The point is never about a one to one comparison of trump and hitler, it was about whether or not the historical back ground that led to events like the holocaust could possibly be repeated in the modern age to some similar effect. The point was to head it off, not wait until we see the exact same things we saw in nazi germany in the 1930s. Because we don’t live in the 1930s, though we’re still living in the shadow of those years…
But the answer to that question is a resounding yes they can rhyme, if not repeat, because human beings (the white, eurocentric establishment) have not yet learned the dehumanizing your fellow human beings is a dangerous game that can easily lead to death of people. In the case of the US, it already has. Children have been abused and died, in fact, because people insist that other people fleeing violence and oppression are here to “take our jobs” or rather the jobs of “good” white people. We still live in a world that assumes that race is real, that women are inferior, that the LBGQT+ community are abnormal, and that rich white men’s value are worth more than the teen girls they rape. As long as we live in that world, some “well meaning” people will not blame the ideology but some useful scapegoat.
Meanwhile, our planet is on fire and the two powers loaded with nuclear weapons are testing again.
It’s really hard to take this seriously, Trump is not Hitler, but he’s definitely taking more than a few pages from his playbook.
I agree, especially when you say “anything”
Trump isn’t the problem, he’s a symptom, He will be out of office one day, the people who voted for him will still be voting. You’re off the mark when you talk about him as the problem. Meanwhile, his rhetoric, actions and policies makes one recall the Nazis all too easily.
Well… I think I did learn something here. Others may have benefited less, except maybe gathered that some people do oppose Trump, but have weird ideas about him? idk.
Any ideas on why Trump’s approval rating, besides averaging as the lowest ever recorded - is also the most stable?
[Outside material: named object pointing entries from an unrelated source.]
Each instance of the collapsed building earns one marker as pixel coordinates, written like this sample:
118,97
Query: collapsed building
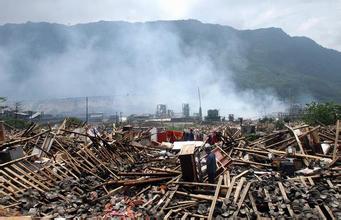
80,172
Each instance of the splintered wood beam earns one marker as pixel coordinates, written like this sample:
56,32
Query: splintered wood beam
254,206
298,143
336,139
215,197
144,174
239,187
229,191
286,199
134,182
242,198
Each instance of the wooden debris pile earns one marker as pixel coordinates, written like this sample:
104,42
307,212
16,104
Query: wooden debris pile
292,173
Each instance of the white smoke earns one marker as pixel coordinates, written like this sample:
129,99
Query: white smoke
140,70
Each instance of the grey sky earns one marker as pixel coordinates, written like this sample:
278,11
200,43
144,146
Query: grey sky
317,19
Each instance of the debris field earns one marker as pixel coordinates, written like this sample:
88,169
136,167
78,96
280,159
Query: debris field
83,172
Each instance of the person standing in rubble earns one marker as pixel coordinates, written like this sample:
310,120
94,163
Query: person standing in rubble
191,135
210,163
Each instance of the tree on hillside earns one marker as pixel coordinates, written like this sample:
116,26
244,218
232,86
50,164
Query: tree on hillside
326,113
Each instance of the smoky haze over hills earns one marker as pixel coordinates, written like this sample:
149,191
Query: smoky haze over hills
139,65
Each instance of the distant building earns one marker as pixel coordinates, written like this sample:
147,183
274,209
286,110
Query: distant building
212,115
161,110
185,110
231,117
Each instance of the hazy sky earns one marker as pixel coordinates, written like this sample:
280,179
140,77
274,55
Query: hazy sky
317,19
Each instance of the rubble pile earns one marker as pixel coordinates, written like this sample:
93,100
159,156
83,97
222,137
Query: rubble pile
81,172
Most presidents show a steady decline over four years, many have wild swings around scandals or other events - Trump seems almost fine-tuned to 40% approval since he took office…
… at least so far. These guys seem optimistic that he’s finally bound to go down:
I’m sorry…but you think the folks who have responded in this thread have weird ideas about Nostradumbass; as opposed to the weird way the fuck outside of reality ideas that he has about others?!
He is a god damn menace to the world, any “leader” of his ilk is. And I think @anon61221983 really summed it up perfectly by stating…
In case that is too many characters for someone to comprehend…in short: don’t make the mistakes of the past. And if you do not see the parallels of Hitler and Nostradumbass, then you are either willingly playing dumb to it or actually on his side. Either way it is a bad faith argument on your part.
Ah, no. I was talking about myself there. I can do that at length, don’t get me started.
Sigh… I think talking about Agent Orange is a good thing, but I’m not sure how to do that when every disagreement is confused with being an accomplice, that’s just dumb.
I generally agree with this sentiment, but I’ll also say that he seems to be working on some serious cult of personality bullshit. That was always possibility in the American system, especially since the media age.
Right? Or similar mistakes. No one expects things to look exactly the same, but that should not make us rest easy. We have in fact failed over and over again since 1945.
We are doing it again on the southern border, just assuming that it will be alright, because we supposedly have laws in place - but everything going on is happening via legal means (and debates over those). So, again, the point is not to wait for a guy with a snazzy uniform and a funny mustache to take dictatorial powers in America. It’s to actually look at processes unfolding, to make some educated guesses about where that can wind up, and then take measures to stop it, via democratic processes, via protest movements, via whatever means we need to use.